One of the homework assignments for the BHI class this week was to spend a flat 20 minutes per day, 4 days straight, doing focussed, uninterrupted writing about situations of feeling "wronged."
The purpose is to get on paper those circular thoughts pinging around in my head, distracting with their negativity. It's thought that if released and articulated, they do less harm and leave room in the head for something cleaner. Perhaps even a sense of resolution.
On Saturday, from my perch at Thomas Park, I went on a tear about how C-2 took our friendship to a new level, and then away, and then kinda-sorta-back and then away, and why I can't let go of him even when recognizing all this.
On Sunday, I sat on the grass behind Castle Island, jets from Logan taking off overhead, and parsed out my resentment at yet another guy friend I once dated -- whose criticisms about my personality flaws wounded me when he made them and, months later, they still linger.
This deliberate stream-of-consciousness writing -- by hand and pen, for author's eyes only -- was a frequent exercise in writing classes of yore. The time limit cuts down on constant self-censoring. The quick-edit function of typing is banished. Limiting the audience means limiting the thoughts of how the writing will be perceived.
My hand hurt when I finished, and I can't say I necessarily felt better griping on paper rather than just to my own consciousness. But it was true: seeing circular, persistent thoughts in word form does remove some of the abstract hopelessness they can carry. Doing this the last 2 days, despite my resentment of the subjects, indeed did bring some sense of joy.

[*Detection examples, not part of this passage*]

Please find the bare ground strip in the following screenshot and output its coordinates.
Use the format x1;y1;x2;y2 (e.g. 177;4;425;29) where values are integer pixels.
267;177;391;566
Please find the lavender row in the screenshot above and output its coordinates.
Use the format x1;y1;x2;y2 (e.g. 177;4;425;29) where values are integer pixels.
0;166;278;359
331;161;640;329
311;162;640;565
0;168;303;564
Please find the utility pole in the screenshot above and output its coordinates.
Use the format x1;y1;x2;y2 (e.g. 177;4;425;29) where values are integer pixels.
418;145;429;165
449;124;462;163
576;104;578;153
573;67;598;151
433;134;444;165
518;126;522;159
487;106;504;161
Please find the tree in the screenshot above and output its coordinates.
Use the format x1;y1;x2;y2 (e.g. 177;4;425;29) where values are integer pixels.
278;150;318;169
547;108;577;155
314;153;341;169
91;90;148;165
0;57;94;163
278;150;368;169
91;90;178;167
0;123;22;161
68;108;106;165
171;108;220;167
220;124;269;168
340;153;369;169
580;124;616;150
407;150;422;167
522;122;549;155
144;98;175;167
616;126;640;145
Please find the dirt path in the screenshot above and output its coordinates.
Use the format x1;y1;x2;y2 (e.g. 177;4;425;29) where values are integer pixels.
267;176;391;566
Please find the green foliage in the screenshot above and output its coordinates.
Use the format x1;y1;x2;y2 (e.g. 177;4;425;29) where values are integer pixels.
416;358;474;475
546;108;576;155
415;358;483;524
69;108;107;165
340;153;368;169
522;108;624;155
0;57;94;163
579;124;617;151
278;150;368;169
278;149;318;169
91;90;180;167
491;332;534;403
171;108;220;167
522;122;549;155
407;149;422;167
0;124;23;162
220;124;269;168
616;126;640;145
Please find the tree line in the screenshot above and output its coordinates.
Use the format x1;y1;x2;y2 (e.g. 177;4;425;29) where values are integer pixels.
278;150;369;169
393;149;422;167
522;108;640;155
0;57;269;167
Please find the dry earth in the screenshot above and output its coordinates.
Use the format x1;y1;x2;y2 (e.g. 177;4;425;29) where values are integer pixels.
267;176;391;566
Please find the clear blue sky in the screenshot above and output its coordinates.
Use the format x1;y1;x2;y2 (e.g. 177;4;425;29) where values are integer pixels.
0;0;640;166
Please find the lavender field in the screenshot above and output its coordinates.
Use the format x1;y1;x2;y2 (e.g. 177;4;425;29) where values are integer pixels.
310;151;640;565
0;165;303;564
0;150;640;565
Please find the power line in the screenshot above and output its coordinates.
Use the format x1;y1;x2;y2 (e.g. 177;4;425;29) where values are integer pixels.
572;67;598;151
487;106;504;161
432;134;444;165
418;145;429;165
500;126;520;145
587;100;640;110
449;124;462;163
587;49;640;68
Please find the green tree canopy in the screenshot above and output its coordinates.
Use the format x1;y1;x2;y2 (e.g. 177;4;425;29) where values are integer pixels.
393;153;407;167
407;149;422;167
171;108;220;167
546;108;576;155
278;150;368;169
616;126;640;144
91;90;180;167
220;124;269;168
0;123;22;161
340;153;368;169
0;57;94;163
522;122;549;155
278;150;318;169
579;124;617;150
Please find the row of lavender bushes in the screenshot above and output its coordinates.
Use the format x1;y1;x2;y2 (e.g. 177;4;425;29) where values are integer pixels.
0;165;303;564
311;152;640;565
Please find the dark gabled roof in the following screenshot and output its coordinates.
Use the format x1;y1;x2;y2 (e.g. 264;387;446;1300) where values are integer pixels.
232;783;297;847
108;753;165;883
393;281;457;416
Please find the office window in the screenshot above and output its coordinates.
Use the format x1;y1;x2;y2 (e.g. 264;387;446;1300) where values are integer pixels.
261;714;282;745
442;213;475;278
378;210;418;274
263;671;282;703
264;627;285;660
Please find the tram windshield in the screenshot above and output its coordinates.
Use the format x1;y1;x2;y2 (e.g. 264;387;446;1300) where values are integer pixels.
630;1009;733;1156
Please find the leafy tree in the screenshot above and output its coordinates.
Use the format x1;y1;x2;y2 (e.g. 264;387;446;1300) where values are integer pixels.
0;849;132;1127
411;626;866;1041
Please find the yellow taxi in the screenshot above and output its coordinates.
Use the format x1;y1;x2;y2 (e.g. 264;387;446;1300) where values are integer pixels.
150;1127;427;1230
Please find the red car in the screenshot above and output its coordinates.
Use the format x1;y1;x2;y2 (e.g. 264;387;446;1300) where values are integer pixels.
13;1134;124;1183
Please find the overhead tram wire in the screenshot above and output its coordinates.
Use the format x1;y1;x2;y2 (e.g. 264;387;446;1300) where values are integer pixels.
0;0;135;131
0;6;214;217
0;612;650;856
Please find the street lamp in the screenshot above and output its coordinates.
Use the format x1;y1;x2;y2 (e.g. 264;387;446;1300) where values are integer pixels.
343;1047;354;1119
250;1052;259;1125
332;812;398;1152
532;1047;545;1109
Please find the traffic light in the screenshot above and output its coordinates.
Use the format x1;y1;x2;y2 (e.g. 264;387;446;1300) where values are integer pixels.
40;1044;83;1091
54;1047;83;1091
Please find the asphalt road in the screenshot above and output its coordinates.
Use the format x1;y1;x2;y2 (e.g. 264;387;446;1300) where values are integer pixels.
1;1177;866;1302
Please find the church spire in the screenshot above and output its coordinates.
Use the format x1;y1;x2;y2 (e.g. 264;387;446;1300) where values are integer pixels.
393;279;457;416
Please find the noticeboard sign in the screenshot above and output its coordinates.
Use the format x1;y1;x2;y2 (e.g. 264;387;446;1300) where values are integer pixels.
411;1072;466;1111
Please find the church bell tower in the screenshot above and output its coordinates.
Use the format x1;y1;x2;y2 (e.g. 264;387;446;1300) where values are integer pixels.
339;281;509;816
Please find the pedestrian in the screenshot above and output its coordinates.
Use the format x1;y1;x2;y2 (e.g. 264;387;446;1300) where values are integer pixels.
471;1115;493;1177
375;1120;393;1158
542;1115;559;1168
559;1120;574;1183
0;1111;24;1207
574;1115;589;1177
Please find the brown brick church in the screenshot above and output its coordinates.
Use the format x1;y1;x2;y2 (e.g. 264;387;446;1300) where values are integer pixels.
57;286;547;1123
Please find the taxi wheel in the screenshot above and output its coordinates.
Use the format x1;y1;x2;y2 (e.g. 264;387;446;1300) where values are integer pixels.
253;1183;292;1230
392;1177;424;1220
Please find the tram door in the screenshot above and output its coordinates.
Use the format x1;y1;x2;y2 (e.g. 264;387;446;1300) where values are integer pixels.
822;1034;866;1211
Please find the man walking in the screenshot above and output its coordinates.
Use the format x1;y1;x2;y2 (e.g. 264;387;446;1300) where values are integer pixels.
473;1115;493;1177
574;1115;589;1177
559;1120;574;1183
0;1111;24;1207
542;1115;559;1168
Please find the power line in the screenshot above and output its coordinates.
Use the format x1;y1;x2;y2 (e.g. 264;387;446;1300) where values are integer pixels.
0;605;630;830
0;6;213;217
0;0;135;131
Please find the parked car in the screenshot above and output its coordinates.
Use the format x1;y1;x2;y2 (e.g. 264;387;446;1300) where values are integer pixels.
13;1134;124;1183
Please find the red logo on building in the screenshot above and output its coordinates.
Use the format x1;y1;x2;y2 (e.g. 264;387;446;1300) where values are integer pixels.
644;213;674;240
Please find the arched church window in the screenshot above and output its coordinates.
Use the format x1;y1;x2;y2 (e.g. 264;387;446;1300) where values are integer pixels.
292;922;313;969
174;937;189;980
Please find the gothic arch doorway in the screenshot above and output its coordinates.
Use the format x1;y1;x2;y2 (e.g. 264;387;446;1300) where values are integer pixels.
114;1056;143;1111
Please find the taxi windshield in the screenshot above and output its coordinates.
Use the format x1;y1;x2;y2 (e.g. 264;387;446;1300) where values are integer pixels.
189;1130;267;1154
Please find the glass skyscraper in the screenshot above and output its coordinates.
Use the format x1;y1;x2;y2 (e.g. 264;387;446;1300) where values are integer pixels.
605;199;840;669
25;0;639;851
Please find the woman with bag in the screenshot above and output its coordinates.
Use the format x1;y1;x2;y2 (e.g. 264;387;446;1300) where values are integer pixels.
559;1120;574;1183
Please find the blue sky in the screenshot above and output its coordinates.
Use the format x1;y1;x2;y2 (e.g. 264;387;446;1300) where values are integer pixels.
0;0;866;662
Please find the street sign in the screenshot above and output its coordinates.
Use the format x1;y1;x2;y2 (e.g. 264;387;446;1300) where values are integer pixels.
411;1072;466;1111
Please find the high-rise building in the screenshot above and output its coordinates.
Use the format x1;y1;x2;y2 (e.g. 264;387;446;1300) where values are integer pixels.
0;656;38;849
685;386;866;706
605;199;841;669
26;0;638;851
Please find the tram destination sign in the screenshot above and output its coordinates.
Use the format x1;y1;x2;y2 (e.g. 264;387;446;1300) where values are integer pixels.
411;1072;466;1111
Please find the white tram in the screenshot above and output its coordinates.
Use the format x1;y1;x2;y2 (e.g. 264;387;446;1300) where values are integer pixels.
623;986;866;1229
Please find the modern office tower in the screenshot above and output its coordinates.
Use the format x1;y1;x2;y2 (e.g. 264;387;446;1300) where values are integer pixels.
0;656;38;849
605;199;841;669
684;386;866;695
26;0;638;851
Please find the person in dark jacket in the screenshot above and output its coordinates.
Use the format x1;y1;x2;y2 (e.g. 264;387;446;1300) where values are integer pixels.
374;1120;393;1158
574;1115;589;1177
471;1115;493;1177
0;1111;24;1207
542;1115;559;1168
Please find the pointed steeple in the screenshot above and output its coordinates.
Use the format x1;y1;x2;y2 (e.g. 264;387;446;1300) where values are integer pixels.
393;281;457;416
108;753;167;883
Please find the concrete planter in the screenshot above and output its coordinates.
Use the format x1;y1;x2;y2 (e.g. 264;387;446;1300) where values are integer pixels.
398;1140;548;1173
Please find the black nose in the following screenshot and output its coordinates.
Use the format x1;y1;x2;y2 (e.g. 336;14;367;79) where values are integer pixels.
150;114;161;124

So, starting next Monday and continuing on subsequent Mondays until I lose steam, I will do just that for this blog - take 20 minutes and handwrite some aspect of the weekend -- positive or negative, depending -- then transcribe it for the screen.
Unedited, I promise.
(I'm also toying with the idea of asking if readers want to join me in this exercise and perhaps contribute for publication in this space. Let me know if this sounds plausible, feasible, or crazy.)